AS:  It's been very exciting to work with people who understand the importance of ensemble work. I've only worked with one person in the ensemble previous to this experience and that's very unusual. It's also a lovely experience not to have the weight of the play on my shoulders, and then to watch these two young turks, Jonathan Groff and Anthony Mackie, become important. I'm not talking about vanity, but the greater the challenge you take on the better craftsman you become. It's happening with them on a daily basis and I am there to witness it. It inspires me also. It doesn't detract from any individual's uniqueness. As a matter of fact, it adds to the total gumbo of the experience.

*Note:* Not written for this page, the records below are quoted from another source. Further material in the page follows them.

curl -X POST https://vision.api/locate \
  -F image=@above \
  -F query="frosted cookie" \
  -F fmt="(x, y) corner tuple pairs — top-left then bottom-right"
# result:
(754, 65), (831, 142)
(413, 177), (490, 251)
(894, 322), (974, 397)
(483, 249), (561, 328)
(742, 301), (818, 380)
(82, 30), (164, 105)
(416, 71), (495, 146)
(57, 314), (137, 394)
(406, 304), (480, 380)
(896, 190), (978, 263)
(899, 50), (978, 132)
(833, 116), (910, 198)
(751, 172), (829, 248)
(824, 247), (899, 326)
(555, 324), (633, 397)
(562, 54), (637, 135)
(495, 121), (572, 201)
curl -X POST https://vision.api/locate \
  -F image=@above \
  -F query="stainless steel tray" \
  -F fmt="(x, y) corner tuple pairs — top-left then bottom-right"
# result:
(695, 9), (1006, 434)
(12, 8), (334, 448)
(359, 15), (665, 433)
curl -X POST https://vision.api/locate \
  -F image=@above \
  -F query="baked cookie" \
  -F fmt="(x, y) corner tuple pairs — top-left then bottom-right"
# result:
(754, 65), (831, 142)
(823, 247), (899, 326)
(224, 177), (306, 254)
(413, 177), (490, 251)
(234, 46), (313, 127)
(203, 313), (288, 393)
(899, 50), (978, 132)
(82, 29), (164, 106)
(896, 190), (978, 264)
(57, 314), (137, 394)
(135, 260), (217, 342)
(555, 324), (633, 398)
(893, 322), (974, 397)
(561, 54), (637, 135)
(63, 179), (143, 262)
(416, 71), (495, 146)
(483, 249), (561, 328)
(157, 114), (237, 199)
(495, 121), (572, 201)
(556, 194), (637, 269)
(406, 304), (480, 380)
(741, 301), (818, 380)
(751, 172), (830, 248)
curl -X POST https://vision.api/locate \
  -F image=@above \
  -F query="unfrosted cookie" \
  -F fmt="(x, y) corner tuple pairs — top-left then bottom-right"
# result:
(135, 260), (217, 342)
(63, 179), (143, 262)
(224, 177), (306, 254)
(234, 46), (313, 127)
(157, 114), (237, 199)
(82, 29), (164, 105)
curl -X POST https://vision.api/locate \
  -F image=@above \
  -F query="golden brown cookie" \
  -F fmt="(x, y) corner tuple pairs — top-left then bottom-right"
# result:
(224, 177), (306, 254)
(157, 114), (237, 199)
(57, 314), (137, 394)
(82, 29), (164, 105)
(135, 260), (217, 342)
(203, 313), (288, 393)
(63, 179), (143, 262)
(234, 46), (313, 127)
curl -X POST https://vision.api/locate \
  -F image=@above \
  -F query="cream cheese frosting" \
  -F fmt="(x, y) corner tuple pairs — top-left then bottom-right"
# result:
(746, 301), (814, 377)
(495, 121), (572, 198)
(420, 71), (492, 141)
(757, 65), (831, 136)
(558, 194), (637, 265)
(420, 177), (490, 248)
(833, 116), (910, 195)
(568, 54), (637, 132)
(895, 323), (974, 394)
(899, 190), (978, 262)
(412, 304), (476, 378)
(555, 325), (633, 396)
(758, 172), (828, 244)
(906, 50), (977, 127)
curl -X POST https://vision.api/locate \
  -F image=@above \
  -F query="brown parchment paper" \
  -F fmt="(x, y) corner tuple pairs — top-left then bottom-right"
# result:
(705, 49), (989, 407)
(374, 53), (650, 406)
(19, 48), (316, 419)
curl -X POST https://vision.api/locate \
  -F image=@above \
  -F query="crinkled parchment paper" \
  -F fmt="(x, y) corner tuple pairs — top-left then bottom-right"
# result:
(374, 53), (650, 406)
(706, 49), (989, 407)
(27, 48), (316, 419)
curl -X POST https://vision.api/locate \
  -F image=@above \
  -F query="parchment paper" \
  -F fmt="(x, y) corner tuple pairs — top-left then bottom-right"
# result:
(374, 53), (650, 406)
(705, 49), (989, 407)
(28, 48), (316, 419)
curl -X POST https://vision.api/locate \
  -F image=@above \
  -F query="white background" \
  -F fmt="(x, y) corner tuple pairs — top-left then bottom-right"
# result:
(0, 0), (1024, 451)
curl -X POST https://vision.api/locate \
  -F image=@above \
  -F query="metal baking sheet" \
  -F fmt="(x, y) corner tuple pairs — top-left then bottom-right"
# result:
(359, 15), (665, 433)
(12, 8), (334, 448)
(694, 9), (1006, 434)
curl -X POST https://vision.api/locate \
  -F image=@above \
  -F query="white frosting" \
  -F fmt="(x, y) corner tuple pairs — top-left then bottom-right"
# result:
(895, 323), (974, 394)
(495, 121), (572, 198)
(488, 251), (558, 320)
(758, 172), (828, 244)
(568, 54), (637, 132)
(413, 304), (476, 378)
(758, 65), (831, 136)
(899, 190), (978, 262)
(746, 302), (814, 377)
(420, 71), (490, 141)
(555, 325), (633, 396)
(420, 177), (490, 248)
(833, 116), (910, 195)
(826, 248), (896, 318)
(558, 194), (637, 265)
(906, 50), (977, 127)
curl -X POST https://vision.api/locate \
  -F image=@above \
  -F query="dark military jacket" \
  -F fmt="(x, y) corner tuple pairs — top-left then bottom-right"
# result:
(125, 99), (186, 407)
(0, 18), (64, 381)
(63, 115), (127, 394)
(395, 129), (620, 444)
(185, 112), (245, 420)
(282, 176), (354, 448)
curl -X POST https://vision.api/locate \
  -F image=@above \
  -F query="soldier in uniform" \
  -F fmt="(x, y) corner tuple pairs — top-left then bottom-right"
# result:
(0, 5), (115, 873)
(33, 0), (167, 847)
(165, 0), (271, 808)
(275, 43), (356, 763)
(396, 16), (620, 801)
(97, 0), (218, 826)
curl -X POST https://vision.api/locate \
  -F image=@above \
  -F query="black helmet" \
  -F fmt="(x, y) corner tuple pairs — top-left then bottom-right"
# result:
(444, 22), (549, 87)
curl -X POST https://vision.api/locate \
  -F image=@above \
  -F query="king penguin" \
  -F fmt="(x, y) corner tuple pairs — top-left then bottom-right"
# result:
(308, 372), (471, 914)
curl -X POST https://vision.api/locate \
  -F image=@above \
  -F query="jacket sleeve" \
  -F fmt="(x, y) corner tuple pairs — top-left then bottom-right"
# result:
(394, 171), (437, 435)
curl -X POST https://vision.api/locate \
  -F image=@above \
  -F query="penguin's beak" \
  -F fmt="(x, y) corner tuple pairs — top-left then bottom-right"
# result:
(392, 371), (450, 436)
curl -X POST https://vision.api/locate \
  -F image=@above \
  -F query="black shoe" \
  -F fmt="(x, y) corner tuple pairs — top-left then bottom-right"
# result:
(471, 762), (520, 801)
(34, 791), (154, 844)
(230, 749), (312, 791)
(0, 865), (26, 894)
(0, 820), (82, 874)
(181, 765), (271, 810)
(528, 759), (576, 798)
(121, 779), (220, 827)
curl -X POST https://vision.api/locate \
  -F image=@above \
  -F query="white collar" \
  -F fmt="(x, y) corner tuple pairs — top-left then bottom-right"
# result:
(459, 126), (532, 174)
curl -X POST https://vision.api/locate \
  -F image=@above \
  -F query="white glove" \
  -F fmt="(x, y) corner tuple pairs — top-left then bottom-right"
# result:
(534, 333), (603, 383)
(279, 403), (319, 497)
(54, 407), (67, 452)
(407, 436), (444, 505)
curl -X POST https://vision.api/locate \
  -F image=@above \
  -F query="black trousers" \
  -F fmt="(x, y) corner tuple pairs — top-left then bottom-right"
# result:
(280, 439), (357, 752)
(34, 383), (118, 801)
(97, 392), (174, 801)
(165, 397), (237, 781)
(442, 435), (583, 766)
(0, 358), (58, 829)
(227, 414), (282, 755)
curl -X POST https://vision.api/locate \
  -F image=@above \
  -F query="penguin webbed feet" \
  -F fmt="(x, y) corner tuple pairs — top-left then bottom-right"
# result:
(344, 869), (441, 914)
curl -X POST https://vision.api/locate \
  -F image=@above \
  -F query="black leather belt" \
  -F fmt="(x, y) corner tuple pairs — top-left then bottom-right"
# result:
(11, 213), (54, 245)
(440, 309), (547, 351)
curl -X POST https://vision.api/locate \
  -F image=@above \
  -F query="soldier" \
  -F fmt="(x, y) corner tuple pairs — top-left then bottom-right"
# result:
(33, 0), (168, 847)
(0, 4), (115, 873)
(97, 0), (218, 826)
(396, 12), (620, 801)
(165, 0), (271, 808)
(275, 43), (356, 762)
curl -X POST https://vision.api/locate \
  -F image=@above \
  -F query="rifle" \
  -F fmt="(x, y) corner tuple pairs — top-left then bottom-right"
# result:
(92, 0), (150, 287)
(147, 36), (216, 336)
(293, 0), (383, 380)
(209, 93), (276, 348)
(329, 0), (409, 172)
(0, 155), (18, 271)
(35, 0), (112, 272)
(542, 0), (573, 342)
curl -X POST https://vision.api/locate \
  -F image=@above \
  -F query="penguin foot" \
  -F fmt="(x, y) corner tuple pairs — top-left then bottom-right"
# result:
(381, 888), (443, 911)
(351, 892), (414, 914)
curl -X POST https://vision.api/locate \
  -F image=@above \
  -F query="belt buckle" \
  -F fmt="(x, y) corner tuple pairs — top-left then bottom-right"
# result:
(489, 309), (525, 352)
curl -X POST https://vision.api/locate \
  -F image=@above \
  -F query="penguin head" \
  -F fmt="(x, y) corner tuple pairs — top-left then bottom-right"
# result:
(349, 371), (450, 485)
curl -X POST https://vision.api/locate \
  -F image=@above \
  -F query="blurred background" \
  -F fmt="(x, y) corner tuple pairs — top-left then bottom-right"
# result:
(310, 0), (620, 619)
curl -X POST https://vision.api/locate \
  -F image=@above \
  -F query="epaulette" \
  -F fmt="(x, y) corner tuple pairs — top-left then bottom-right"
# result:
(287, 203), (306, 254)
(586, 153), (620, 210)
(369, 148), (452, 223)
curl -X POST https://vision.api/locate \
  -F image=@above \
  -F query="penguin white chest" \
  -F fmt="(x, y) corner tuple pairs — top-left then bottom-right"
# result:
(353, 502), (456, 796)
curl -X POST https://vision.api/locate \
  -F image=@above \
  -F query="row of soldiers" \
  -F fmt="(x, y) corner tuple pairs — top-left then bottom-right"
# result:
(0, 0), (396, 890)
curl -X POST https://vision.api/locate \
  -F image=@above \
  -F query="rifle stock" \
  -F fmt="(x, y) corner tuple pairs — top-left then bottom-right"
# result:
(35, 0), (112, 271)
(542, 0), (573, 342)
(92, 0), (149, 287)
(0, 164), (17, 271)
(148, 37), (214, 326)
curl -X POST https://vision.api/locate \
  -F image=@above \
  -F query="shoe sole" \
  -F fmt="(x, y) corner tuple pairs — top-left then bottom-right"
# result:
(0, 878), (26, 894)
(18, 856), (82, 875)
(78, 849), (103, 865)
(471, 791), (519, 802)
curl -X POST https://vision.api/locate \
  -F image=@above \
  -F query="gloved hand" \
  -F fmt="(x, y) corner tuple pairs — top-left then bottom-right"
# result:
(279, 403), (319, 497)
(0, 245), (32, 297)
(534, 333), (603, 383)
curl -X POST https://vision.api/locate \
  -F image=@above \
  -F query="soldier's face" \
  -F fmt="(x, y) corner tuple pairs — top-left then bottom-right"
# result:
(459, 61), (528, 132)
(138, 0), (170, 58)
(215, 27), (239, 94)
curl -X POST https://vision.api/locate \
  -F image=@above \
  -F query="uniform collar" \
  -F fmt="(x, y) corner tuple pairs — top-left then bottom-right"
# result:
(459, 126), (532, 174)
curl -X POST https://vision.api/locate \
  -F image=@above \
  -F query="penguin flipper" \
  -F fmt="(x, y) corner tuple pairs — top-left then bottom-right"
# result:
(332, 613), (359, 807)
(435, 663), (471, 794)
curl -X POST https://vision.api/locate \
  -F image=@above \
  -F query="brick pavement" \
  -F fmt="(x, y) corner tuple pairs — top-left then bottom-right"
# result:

BH:  You've expressed that same attitude in other interviews you've done. You don't seem to feel proprietary about the parts which made your name. Instead, you seem happy to pass along, or share, the mantle. You've embraced the new cast of Hair, and you also visited and supported the cast of the recent Encores production of The Wiz.

AS:  If we're not generous, if we're not magnanimous, we are cheating ourselves. We are stealing from ourselves. We're short circuiting our own magic. I firmly believe that the fuel of the universe is gratitude. That's how we continue to recreate ourselves—by not only being grateful but by supporting gratitude. And you do that by supporting the efforts of your brothers and sisters.


The Bacchae, by Euriphides, part of the Public Theater's Shakespeare in the Park summer season at the Delacorte Theater in Central Park. In previews, opening August 24 and running through August 30.